There were many examples of this in the early days of the COVID-19 pandemic and have since continued. For example, several mutual aid efforts grew in response to the end of school lunches and sought to make sure students could still access those two meals a day usually provided at school. Neighbors rallied to put together community fridges, neighborhood church dinners, or community gardens. I’ve seen this level of care from the grassroots level in many of the same communities often described as a “food desert.”
One example locally here in Boston is the VVN Community Data Workgroup, a group of resident leaders who developed the Boston Abundance App, a tool which attempts to capture food access in real-time and where users can find affordable options for healthy food in and around their neighborhoods.
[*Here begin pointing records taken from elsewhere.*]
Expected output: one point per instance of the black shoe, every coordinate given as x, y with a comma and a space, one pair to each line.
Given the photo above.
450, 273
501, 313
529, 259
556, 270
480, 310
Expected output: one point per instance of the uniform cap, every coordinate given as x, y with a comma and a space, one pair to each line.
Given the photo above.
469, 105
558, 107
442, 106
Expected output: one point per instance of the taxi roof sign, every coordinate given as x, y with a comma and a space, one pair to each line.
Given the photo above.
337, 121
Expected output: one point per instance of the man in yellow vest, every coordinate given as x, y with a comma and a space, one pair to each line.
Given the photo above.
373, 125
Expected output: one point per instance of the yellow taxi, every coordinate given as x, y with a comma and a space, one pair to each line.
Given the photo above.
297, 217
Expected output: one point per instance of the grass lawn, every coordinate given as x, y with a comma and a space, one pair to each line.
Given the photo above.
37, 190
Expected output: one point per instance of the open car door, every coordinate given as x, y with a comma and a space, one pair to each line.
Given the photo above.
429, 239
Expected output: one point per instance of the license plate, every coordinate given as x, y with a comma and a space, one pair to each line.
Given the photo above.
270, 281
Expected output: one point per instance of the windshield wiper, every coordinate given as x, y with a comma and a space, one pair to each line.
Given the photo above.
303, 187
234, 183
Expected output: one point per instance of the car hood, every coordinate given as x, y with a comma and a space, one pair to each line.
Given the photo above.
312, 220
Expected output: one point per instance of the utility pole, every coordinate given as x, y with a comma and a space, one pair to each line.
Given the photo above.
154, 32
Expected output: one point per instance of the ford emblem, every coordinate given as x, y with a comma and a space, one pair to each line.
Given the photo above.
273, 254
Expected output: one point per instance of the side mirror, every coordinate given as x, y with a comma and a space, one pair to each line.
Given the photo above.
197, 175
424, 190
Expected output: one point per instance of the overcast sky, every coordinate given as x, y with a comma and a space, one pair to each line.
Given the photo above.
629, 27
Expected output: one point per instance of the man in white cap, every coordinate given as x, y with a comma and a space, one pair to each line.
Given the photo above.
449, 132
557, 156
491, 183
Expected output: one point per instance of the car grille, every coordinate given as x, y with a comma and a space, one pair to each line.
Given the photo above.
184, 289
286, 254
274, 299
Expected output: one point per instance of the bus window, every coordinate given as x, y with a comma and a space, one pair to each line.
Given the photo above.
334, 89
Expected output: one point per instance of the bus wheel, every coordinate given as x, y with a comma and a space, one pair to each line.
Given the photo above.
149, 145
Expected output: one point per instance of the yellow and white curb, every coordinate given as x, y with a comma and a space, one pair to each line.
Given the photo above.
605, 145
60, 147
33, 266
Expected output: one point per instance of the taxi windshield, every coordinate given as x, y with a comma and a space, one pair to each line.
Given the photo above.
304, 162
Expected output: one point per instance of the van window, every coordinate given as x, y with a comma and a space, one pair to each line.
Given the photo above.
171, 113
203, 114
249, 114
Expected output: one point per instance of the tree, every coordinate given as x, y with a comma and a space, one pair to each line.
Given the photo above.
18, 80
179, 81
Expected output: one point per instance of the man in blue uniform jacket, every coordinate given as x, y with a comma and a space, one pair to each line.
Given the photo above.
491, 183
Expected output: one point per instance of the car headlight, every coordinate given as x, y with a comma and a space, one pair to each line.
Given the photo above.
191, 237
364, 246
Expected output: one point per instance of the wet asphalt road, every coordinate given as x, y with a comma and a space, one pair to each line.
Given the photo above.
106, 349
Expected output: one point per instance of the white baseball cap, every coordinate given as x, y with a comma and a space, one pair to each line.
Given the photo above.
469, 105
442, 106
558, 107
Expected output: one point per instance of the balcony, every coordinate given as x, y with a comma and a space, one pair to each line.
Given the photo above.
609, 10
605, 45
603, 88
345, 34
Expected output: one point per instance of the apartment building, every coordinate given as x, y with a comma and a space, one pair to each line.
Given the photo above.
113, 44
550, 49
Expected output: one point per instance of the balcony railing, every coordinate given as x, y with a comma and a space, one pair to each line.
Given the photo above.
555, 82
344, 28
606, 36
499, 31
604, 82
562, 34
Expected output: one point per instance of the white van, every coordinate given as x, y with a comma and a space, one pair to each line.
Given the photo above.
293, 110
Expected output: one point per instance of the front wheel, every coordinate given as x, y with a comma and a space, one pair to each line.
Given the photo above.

The project came out of a community-led effort to better understand local residents’ experience with food security and which neighborhoods still bear the burden of those structural inequities, and is highlighted in this data story from VVN.
The Community Data workgroup created a framework called “The Six As,” which can help guide how one experiences food access and if a neighborhood has resources to feed themselves: available, accessible, accurate, adequate, appropriate, and awareness.
Led by Suzeth Dunn-Dyer, Patrick Dunn-Dyer, Sunday Taylor, Rosalyn Johnson, and supported by VVN staff members, workgroup members sought to invite important questions through this framework: Do the resources exist? Can neighbors reliably access these resources? Have they been developed in an accurate way that ensures their benefit to the neighborhood? Is there enough — is it adequate? Do the resources meet the needs of the neighborhood in an appropriate way? Is there an awareness in the community? In an attempt to answer these questions, the project also developed an interactive resource map that works to plot pantries, kitchens, supermarkets, urban markets, senior dining sites, farmers markets, and fresh food pick-up sites.
The more we lift up these stories of community-driven and resident-led solutions, the more it can change negative perceptions and mindsets about neighborhoods that are described as “food swamps” and “food deserts.” By highlighting other dimensions — valuable community assets, scalable innovations, and the collective action and leadership of residents — we can move toward a more equitable, community-driven future where more neighborhoods and communities are able to take care of one another.
Vital Village Networks is a community engagement network embedded within the Boston Medical Health System that has worked with local residents and partners in Boston and communities across the country to build healthy and equitable food systems.